Both the mother and child, estimated to be about 7 to 8 pounds in weight, are being treated at area hospitals.
"It's a pretty big baby," said Gregory Crew, the maintenance supervisor at the apartment complex where the child was discovered.
Crew, 46, said he's shocked that the newborn didn't suffocate inside the trash bag. "That baby's a miracle," he said. "That's for sure."
Michel told the Chronicle that after he discovered the baby, he wrapped the baby in his work shirt and tried warming him with his own body heat. Eventually a colleague drove up in a pickup and he hopped inside to warm the baby some more.
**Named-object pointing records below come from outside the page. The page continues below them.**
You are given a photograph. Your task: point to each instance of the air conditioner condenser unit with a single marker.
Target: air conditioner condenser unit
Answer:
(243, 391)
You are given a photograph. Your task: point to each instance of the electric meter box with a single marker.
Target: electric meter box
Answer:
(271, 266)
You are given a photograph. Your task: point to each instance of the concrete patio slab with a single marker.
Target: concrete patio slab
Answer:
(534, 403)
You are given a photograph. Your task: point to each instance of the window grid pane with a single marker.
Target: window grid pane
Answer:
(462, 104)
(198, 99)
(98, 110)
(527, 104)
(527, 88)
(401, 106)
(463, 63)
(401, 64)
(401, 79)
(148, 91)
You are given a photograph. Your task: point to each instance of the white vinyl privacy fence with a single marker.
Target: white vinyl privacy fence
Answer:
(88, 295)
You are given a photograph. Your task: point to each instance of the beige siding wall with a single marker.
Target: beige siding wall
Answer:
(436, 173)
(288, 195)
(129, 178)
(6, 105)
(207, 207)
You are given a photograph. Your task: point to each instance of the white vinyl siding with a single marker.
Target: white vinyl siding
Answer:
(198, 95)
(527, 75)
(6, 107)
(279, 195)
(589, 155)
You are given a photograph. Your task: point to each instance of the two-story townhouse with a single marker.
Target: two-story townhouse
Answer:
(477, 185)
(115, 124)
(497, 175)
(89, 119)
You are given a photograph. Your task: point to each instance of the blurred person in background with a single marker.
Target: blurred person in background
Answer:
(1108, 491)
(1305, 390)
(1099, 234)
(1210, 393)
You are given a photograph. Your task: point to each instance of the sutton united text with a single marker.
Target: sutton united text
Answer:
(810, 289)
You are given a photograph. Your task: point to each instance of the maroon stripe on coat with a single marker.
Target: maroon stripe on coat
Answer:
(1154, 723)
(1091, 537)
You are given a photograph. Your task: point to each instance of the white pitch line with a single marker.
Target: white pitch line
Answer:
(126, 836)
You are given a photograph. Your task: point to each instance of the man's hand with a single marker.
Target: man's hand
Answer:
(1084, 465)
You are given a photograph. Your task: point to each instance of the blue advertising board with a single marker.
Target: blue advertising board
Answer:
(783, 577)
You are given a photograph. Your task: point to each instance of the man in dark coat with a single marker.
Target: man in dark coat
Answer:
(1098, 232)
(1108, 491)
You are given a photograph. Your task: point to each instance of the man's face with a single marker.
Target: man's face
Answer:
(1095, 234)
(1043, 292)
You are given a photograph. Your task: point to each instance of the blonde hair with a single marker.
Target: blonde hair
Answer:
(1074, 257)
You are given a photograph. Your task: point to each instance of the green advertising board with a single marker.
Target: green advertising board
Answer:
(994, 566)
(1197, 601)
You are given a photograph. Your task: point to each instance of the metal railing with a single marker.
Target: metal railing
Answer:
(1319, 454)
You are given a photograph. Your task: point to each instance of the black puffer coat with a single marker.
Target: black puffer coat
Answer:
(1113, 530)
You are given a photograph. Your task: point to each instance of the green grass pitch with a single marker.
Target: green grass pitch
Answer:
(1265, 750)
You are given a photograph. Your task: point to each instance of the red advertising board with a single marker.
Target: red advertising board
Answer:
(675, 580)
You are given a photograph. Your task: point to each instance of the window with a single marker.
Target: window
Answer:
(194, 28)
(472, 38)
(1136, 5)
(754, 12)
He watched the baby's purpled face turn rosy as he got warmer and thought of his own grandson, who was born two months earlier.
He said he was so concerned about the baby's life he did everything in his power to make sure he did not fall asleep before paramedics arrived.
"I didn't want him to die in my arms," said Michel.
Child Protective Services spokeswoman Estella Olguin praised him for saving the boy's life.
"He heard the cries and took action, instead of just assuming it was an animal and leaving it there," she said, adding that the agency is investigating the case.
She also noted that Texas' 1999 "Baby Moses" law allows parents leave infants up-to 60 days old and unharmed, at a hospital, fire station or ambulance station without fear of prosecution.
"Really, surrendering your baby to a safe haven site gives your baby a chance," said Olguin.